И Маруся уже не без нетерпения ждала признания, когда, в один из мартовских вечеров, Огнивцев особенно скверно читал статью Добролюбова и, прерывая чтение, взволнованно курил папиросу за папиросой, взглядывая строго, решительно и пытливо на молодую женщину, сидевшую в двух шагах от него на оттоманке, в капоте и в туфельках на ногах.
Мужа дома не было, и Мария Николаевна почти не сомневалась, что мичман, который так отвратительно читает в ее присутствии и так решительно на нее взглядывает, воспользуется таким удобным случаем, чтобы высказать ей все то, что, очевидно, он до сих пор скрывал.
И, как-бы поощряя его к откровенности, она проговорила, даря мичмана тем загадочным взглядом, полным чар, который, по определению Огнивцева, способен был спалить человека и подавать ему некоторые надежды.
— Вы сегодня скверно читаете, Борис Константинович.
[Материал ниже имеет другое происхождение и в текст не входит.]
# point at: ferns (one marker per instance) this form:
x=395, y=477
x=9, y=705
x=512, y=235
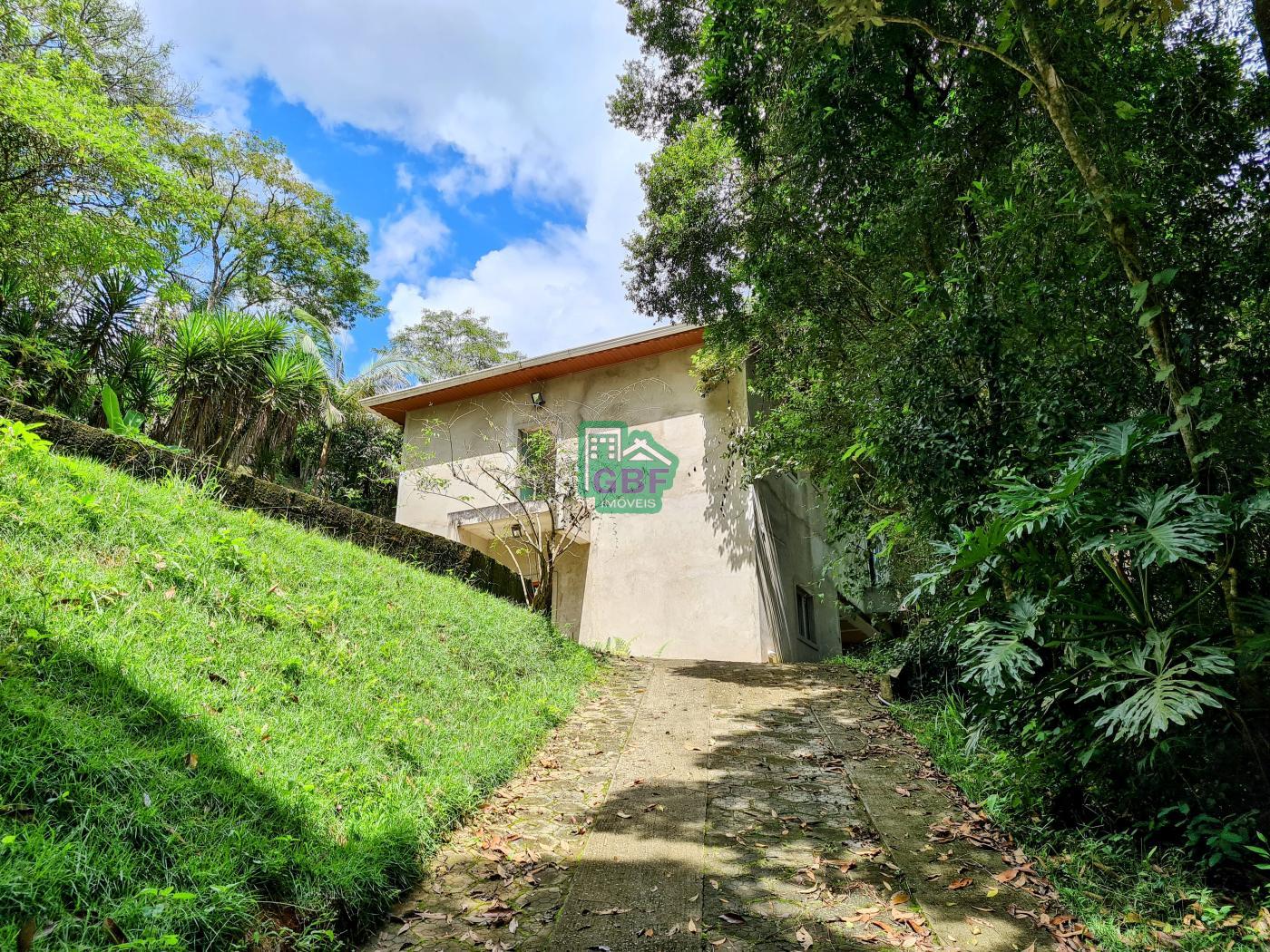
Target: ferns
x=1099, y=593
x=1161, y=685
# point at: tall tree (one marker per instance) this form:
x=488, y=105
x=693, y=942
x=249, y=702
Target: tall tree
x=269, y=238
x=444, y=345
x=952, y=240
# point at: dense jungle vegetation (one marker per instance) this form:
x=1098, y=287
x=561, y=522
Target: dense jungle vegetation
x=183, y=285
x=1002, y=272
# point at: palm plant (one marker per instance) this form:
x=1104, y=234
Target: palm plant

— Да… В горле першит что-то… Верно простудился немного, Мария Николаевна…
— Так бросьте читать.
— Но надо кончить… Статья ведь какая!
— Завтра окончим, а теперь лучше поболтаем.
— Что-ж… я с большим удовольствием…
Но, несмотря на «большое удовольствие», Огнивцев, обыкновенно болтавший за двоих, теперь решительно не находил слов и неистово курил с решительным по-прежнему видом.
Зато молодая женщина болтала теперь без умолку. Она говорила и о том, какая хорошая статья Добролюбова, и о том, как ей надо еще много учиться и читать, и о том, что после завтра она поедет в Петербург в Итальянскую оперу («Быть-может и вы поедете?») и, как-то незаметно перейдя в задушевный тон, выразила удовольствие, что познакомилась с таким умным и развитым человеком, как Борис Константинович.